In order to ' adequately ' debug Celery from under Windows, there are several ways such as:> celery worker --app=demo_app.core --pool=solo --loglevel=INFO
But, in fact, for normal development, you need a Unix system. If you don’t have the opportunity to use it as a native, then it’s worth considering ...) Well, to be honest, there is always a way out and this is Docker, as well as WSL. If you use such “cool” IDEs like PyCharm, then everything becomes more complicated, because when using the interpreter with a source from WSL, after installing the package through pip, you will have to manually update the project skeleton due to indexing problems.But with Docker, everything is different. For cool management, we will need Windows 10 Pro, since the Home version does not support virtualization.Now install and test Docker . After this happens in the tray, the corresponding icon will appear.

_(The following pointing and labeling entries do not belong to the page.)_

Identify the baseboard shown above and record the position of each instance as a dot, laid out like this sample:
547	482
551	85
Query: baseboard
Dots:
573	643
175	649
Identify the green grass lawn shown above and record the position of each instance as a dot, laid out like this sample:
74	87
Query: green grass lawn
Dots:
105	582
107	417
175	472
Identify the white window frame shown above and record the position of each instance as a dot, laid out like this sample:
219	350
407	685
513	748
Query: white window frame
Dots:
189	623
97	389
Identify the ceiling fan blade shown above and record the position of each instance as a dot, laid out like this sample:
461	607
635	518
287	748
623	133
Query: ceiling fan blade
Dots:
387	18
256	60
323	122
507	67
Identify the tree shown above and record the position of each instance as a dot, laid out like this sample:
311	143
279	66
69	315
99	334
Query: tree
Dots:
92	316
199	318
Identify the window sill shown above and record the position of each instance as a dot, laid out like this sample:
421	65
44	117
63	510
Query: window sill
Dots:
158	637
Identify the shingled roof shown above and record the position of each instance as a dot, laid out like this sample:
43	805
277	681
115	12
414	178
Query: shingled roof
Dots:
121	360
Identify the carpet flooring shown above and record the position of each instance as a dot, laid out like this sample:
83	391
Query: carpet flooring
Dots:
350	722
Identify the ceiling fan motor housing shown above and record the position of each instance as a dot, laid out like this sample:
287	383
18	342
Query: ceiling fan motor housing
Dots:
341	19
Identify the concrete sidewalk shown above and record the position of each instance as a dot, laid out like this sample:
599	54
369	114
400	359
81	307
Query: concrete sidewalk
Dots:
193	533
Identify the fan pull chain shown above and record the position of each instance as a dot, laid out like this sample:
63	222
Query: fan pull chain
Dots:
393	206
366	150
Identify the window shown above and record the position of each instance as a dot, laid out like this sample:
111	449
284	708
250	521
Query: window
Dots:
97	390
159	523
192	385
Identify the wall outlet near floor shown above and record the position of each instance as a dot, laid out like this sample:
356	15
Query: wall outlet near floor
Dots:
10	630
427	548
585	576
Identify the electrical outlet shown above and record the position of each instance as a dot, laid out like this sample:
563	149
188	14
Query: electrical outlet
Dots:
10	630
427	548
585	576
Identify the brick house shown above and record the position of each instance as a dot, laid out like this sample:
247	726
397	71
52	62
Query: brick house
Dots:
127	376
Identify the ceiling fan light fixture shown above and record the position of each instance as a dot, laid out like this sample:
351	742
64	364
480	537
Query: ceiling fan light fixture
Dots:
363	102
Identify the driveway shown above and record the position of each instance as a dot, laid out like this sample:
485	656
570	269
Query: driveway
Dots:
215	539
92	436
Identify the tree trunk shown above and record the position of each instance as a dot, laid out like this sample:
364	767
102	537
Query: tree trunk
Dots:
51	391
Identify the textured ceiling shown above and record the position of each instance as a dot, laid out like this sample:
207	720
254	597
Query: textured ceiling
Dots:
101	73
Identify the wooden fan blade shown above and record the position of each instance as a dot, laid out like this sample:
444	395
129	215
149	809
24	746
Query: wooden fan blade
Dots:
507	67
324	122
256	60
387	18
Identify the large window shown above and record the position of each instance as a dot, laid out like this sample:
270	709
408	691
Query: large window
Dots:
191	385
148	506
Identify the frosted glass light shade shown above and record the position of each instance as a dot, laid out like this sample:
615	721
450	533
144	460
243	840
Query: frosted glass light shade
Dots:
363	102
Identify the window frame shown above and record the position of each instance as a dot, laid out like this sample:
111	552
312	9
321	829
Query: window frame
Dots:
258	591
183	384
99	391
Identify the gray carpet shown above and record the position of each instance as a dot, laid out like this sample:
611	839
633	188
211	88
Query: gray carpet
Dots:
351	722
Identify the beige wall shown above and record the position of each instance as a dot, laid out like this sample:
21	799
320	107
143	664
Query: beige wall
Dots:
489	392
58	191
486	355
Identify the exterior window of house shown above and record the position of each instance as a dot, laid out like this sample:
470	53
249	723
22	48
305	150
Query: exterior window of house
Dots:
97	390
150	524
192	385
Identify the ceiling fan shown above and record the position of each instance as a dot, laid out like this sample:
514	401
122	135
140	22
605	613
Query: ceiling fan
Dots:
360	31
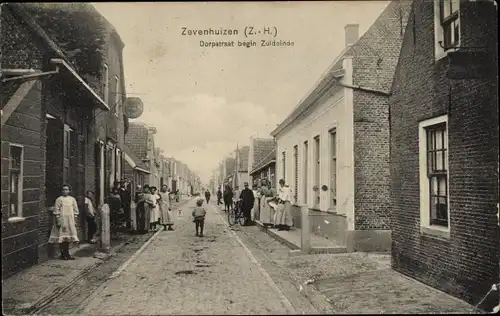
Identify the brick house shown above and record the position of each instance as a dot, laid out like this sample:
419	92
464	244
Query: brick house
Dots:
333	149
259	149
265	168
50	124
134	169
444	149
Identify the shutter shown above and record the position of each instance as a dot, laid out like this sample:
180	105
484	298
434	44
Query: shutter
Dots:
97	150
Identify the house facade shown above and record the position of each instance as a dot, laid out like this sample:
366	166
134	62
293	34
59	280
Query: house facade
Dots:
265	169
333	149
444	150
54	103
259	148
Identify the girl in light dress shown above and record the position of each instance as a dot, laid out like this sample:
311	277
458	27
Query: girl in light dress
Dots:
64	228
165	208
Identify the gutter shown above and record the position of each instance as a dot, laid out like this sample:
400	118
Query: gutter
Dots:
62	62
31	75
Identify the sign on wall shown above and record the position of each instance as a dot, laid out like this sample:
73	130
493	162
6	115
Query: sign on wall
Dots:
133	107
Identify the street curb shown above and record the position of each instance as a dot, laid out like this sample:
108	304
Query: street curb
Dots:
284	300
120	269
43	302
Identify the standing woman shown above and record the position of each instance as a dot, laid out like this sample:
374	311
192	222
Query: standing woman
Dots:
165	208
64	229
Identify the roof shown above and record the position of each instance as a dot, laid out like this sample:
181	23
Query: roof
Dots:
261	148
137	139
382	39
133	161
78	29
243	158
269	159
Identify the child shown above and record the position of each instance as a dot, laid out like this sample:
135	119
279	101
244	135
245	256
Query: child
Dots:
64	229
199	217
91	216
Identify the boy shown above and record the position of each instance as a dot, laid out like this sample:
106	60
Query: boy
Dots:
199	217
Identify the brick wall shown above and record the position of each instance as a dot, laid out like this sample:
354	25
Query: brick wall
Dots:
466	264
373	67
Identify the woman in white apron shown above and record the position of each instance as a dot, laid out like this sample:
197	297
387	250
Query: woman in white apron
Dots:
166	218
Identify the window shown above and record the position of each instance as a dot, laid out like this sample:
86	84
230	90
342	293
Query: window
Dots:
333	168
283	166
447	25
433	143
296	172
316	169
118	97
16	157
66	153
305	171
105	83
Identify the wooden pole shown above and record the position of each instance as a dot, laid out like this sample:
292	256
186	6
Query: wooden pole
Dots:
305	230
105	228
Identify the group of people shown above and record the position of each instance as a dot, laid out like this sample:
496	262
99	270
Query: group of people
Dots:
153	208
243	201
275	207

Next, we create and run the project on Django. Here I am using version 2.2. There will be a structure similar to this:
After we install Celery and Redis as a broker.Now add some code to check:
CELERY_BROKER_URL = 'redis://demo_app_redis:6379'
CELERY_ACCEPT_CONTENT = ['json']
CELERY_TASK_SERIALIZER = 'json'
from __future__ import absolute_import, unicode_literals
import os
from celery import Celery
os.environ.setdefault('DJANGO_SETTINGS_MODULE', 'core.settings')
app = Celery('core')
app.config_from_object('django.conf:settings', namespace='CELERY')
app.autodiscover_tasks()
from __future__ import absolute_import, unicode_literals
from .celery import app as celery_app
__all__ = ('celery_app',)
Add a new django application in which our tasks will be and add a new file:
from celery.task import periodic_task
from datetime import timedelta
@periodic_task(run_every=(timedelta(seconds=5)), name='hello')
def hello():
print("Hello there")
Next, create a Dockerfile and docker-compose.yml in the root of the project:# Dockerfile
FROM python:3.7
RUN pip install pipenv
RUN mkdir /code
WORKDIR /code
COPY Pipfile* /code/
RUN pipenv install --system --deploy --ignore-pipfile
ADD core /code/
# docker-compose.yml
version: '3'
services:
redis:
image: redis
restart: always
container_name: 'demo_app_redis'
command: redis-server
ports:
- '6379:6379'
web:
build: .
restart: always
container_name: 'demo_app_django'
command: python manage.py runserver 0.0.0.0:8000
volumes:
- .:/code
ports:
- '8000:8000'
celery:
build: .
container_name: 'demo_app_celery'
command: celery -A core worker -B
volumes:
- .:/code
links:
- redis
depends_on:
- web
- redis
And start!
We are waiting for the installation of all the dependencies in the pipenv environment. In the end, you should see something like this:
That means everything is cool ! You can control from the command line:
As you can see, 2 images that were created from one Dockerfile have one ID.But you can also manage containers using the GUI:
In this way, you can easily turn on / off, restart, delete the container.